Good morning, Quartz readers!
What to watch for today
Rex Tillerson’s first overseas trip. The US secretary of state begins a two-day meeting with counterparts from the G20 in Germany. There should be plenty to talk about, from Kremlin-White House relations to the “One China” policy. His meeting with Russia’s foreign minister will be closely watched, after US national security adviser Michael Flynn resigned over his phone calls with Russia’s ambassador.
What killed Kim Jong-nam? Malaysian authorities have completed an autopsy and will reportedly release results today, after the half-brother of North Korean leader Kim Jong-un died in a probable poisoning in Kuala Lumpur airport on Monday. A second female suspect has been arrested.
Justin Trudeau feels the love in Europe. The Canadian leader will address the European Parliament in Strasbourg, which yesterday approved the Canada-EU trade agreement. Then it’s on to Berlin to meet outgoing German president Joachim Gauck and have lunch with chancellor Angela Merkel, and Hamburg where he’s guest of honor at a St. Matthias day dinner.
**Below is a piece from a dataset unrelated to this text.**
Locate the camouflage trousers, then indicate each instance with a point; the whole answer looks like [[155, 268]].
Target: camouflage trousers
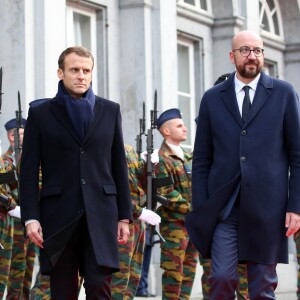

US data on housing starts. The competing forces of stronger sentiment on the one hand and higher interest rates on the other are expected to result in the number being slightly down in January (paywall). Figures on building permits will also be released.
While you were sleeping
Snap set its IPO valuation. The messaging-app company’s valuation will be between $19.5 billion and $22.2 billion (paywall), reports the Wall Street Journal. This is at the lower end of what was expected, but will still make it the largest US-listed tech offering since Alibaba went public in 2014. Some investors think Snap’s overvaluing itself since growth in its daily average user base is slowing down.
Venezuela shut down CNN. The National Telecommunications Commission said it was pulling the plug on the channel because of its “direct aggressions” against the country. The decision comes a few days after CNN aired an investigation into an alleged scheme to sell fraudulent passports and visas at Venezuela’s embassy in Iraq. Venezuelan officials denied the report.
Air France-KLM’s profit took off. The Franco-Dutch airline saw profit soar from €118 million in 2015 ($126 million at today’s rates) to €792 million in 2016 (paywall), buoyed by cheap oil, which it said knocked €1.5 billion off its fuel bill. Shares in the airline flew up by 8% early Thursday, on course for their best day in a year.
Peugeot and General Motors fared badly in Europe. The French car group and GM-owned Opel lost market share to Fiat Chrysler in January. That’s not good news for the carmakers, who are currently in talks about a possible sale of GM’s European car business to Peugeot. GM has lost around $9 billion in the EU market since 2009 because of high costs and competition on prices.
Lenovo got hammered by phone rivals. The world’s biggest PC maker’s third-quarter profit was down 67% from the same quarter a year ago. Its mobile-phone business stuttered, it lost PC market share to its main rival HP in North America, and it was hounded by phone maker Huawei. Lenovo’s smartphone shipments fell 26% globally.
Quartz obsession interlude
Jenny Anderson on the mathematician who proved there’s no such thing as a bad math student. “John Mighton has identified two major problems in how we teach math. First, we overload kids’ brains… Second, we divide classes by ability, creating hierarchies which disable the weakest learners while not benefitting the top ones.” Read more here.
Matters of debate
Kim Jong-un is securing his reign. The North Korean dictator’s potential rivals are nearly all dead.
People who lose power tend to embrace conspiracy theories. US Democrats, for example, are now more vulnerable (paywall) to misinformation.
The Fed should reconsider taking things slow. The central bank needs to raise interest rates more quickly.
A US trade court ruled that Snuggies are blankets, not garments. The decision is a win for their manufacturer, which will now pay a lower import duty.
Kanye West trained an AI to rap. A high-school student used the rapper’s verses to show a neural network the basics of hip-hop.
Honeybees “whoop” when they bump into each other. The vibrational pulses were previously thought to be requests for food.
Lloyd’s of London banned boozy lunches. The move was reportedly prompted by “stories of brokers sitting in pubs handing out contracts like Jabba the Hutt” (paywall).
Ebola “super-spreaders” are largely responsible for outbreaks. More than 60% of people with the virus got it from 3% of infected people.